Deboning a bird

Let’s talk birds.  Small, medium or large.  NO feathers please!!  Unless the bird is a peacock or a pheasant with really gorgeous feathers, but that’s another post!  So back to birds.  There are a few recipes that require the whole bird, but the bones need to be removed.  Now modernly we could just use either chicken thighs, breasts or a combination with skin on.  Period wise, the whole bird was used and the bones were removed.  The bones were not trashed as we would do today but rather used to make a broth.  We’ll get to broth making another day.  Today it’s all about the bones!

Pick your bird.  I have pictures of small medium and large birds in various stages of deboning.  I started with quail.  I hate quail.  Lovely to eat…but 6 of the damn things at one time to debone just suck.

I know hunters who hate this part of the hunt as well.  It’s not because the birds aren’t yummy.  They are very very tasty.  The problem is they are SMALL!!!  This means small bones and small delicate slices needed to pull out the fragile bones from small fragile flesh.

First things first.  Remove the wings.

Then slice down along the breast bone.

Then move the meat from the sternum of the quail.

This is not a pretty picture.  If you’re squeamish you may want to ask a really really good friend to do this work.  I would suggest bribing with chocolate or a good steak dinner.  After deboning these, the friends may not want to see another bird for awhile even cooked birds!

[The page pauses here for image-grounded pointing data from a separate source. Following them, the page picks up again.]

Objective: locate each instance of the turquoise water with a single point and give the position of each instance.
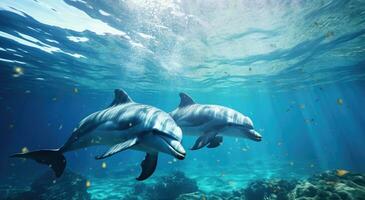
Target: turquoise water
(296, 68)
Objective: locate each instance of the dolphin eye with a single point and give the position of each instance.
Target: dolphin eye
(154, 131)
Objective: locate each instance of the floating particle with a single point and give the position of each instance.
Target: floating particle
(88, 184)
(25, 150)
(231, 183)
(341, 172)
(103, 165)
(329, 34)
(18, 71)
(339, 101)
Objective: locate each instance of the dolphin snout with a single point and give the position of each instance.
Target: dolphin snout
(178, 149)
(254, 135)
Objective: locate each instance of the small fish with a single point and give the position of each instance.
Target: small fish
(103, 165)
(88, 184)
(341, 172)
(18, 71)
(339, 101)
(25, 150)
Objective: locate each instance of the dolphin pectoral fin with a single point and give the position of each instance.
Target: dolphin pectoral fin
(203, 140)
(215, 142)
(148, 166)
(118, 148)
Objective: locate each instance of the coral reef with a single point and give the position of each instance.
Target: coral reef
(166, 188)
(329, 185)
(68, 186)
(332, 186)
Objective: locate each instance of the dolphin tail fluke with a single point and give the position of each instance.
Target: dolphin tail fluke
(53, 158)
(148, 166)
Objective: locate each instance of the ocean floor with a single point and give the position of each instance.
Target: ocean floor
(337, 184)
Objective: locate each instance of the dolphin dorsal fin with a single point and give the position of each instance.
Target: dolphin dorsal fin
(185, 100)
(120, 97)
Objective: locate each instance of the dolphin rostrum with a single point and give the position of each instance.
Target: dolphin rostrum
(210, 121)
(123, 125)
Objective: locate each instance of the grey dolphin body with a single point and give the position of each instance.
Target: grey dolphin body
(123, 125)
(209, 122)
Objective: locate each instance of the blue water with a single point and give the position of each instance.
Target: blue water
(296, 68)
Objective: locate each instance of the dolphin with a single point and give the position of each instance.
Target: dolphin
(210, 122)
(121, 126)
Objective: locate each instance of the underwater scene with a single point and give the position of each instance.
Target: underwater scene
(182, 99)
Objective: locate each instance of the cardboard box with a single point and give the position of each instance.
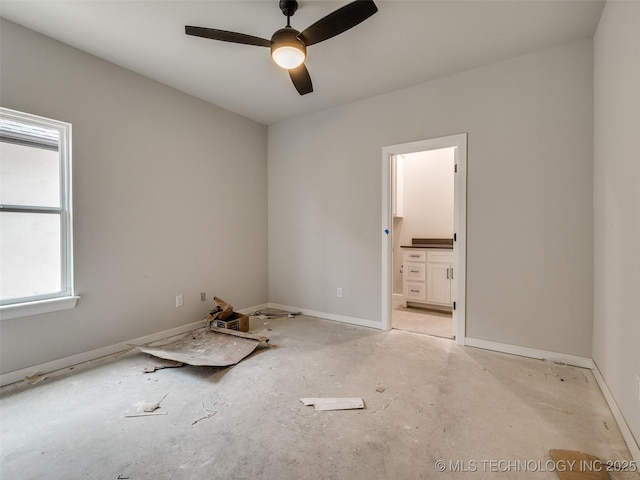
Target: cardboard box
(236, 321)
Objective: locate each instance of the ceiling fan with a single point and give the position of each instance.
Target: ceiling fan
(289, 46)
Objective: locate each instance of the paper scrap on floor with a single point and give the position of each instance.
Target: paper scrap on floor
(350, 403)
(573, 465)
(211, 347)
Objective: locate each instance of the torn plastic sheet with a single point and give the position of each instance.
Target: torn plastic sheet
(211, 347)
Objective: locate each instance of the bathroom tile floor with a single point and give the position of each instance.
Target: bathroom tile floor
(421, 320)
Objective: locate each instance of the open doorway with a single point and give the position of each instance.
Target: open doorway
(431, 267)
(422, 193)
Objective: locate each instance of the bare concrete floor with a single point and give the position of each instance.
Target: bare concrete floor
(440, 402)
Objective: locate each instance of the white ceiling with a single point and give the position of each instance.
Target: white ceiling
(404, 44)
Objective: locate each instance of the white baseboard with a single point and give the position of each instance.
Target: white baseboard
(66, 362)
(574, 360)
(329, 316)
(633, 446)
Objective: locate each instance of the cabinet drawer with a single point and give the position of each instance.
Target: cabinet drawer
(414, 256)
(437, 256)
(415, 271)
(415, 291)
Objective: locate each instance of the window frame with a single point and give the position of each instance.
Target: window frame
(65, 297)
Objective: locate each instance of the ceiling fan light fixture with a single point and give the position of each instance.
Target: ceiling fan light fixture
(287, 50)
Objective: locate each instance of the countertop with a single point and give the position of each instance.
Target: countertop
(444, 243)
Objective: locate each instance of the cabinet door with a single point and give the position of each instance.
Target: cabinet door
(415, 272)
(414, 292)
(439, 283)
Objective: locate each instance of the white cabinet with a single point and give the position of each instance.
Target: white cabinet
(427, 275)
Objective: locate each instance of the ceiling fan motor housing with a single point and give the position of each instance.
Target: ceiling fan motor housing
(287, 37)
(288, 7)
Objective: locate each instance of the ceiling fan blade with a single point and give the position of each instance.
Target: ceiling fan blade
(338, 21)
(226, 36)
(301, 79)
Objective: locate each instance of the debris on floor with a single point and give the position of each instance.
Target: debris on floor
(152, 407)
(143, 414)
(269, 313)
(210, 347)
(35, 378)
(223, 316)
(147, 409)
(161, 364)
(351, 403)
(573, 465)
(209, 413)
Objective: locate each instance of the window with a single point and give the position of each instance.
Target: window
(36, 264)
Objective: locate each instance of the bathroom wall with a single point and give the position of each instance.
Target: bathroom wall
(428, 203)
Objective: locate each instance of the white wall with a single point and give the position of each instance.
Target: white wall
(529, 256)
(428, 203)
(616, 337)
(169, 198)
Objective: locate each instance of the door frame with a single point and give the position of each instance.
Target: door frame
(459, 142)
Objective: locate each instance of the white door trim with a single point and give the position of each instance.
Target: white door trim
(458, 141)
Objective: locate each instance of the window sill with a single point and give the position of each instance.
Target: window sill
(36, 308)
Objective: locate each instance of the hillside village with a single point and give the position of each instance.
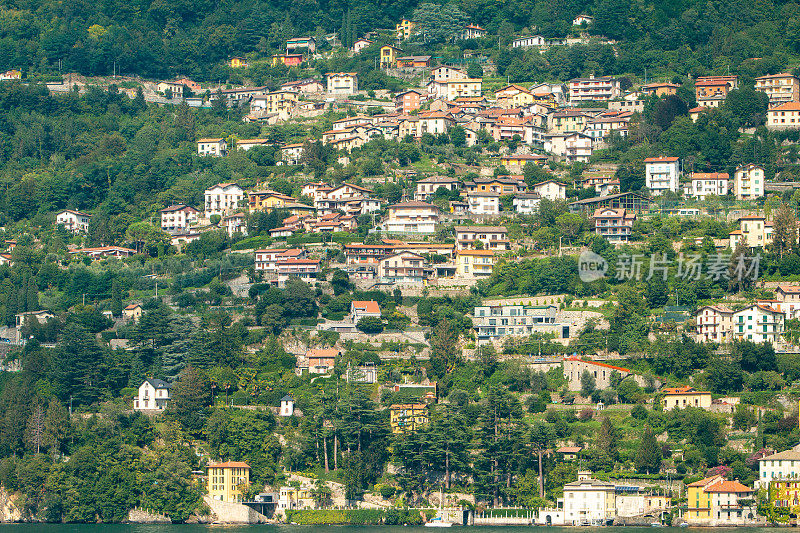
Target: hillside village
(453, 298)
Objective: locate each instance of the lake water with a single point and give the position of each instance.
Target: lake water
(160, 528)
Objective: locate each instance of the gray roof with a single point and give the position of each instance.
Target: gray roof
(159, 384)
(589, 483)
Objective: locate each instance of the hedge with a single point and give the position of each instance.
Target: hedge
(354, 517)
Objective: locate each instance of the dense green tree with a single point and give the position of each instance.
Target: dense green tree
(648, 455)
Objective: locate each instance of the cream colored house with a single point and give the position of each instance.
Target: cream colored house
(754, 231)
(551, 189)
(457, 88)
(780, 88)
(216, 147)
(404, 29)
(783, 117)
(154, 395)
(686, 396)
(758, 323)
(589, 502)
(223, 199)
(295, 498)
(402, 267)
(280, 102)
(474, 263)
(714, 323)
(342, 82)
(748, 182)
(490, 237)
(74, 221)
(229, 481)
(411, 217)
(445, 73)
(484, 203)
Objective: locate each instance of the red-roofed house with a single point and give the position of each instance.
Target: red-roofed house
(705, 184)
(317, 361)
(228, 481)
(783, 117)
(758, 323)
(711, 91)
(788, 297)
(662, 173)
(715, 501)
(364, 309)
(686, 396)
(714, 323)
(574, 368)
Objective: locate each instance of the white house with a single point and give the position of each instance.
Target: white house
(412, 217)
(360, 44)
(154, 395)
(178, 218)
(364, 309)
(74, 221)
(779, 466)
(223, 199)
(748, 182)
(402, 267)
(551, 189)
(490, 237)
(706, 184)
(758, 323)
(714, 323)
(484, 203)
(287, 406)
(428, 186)
(527, 203)
(234, 223)
(589, 502)
(528, 41)
(216, 147)
(661, 174)
(342, 82)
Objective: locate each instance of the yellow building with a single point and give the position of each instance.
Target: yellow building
(294, 498)
(389, 56)
(686, 396)
(474, 263)
(229, 481)
(407, 417)
(404, 29)
(716, 501)
(266, 200)
(698, 500)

The next step is to peel the back of the skin off the back bone.  This requires patients and a delicate touch.  You can’t just rip off the skin no matter how great the temptation.

When removing the ribcage and spine, you’ll need to break the hip socket.   The leg will still be connected just not to the back portion.

Next it’s time to slice down the leg bone.  This gets a bit messy.

This is actually a duck that I am removing the bone from.  The quail was a bit shy showing a little leg.  Once you get to this point slice through the connecting tissue.  Slice from ankle joint up to hip joint in one slice or at least in one line.  You want to keep the meat and skin portion in tact as much as possible.

Here is the quail with out bones.

As you can see this requires a delicate touch that I was not perfect with for so small a bird.

This is a deboned chicken.  This looks like some thing from a horror show but really it’s the legs and breasts folded back and the bones removed.

Deboned quail rolled over bacon (a different recipe yet to be covered).

If you are having to debone a bird for a recipe, no matter what size.  Give yourself lots and lots of time.  About 20-45 minutes depending on how much deboning has been practiced!  If you’re doing 9 birds in one sitting set aside 3 hours or a lot of bribery to really good friends.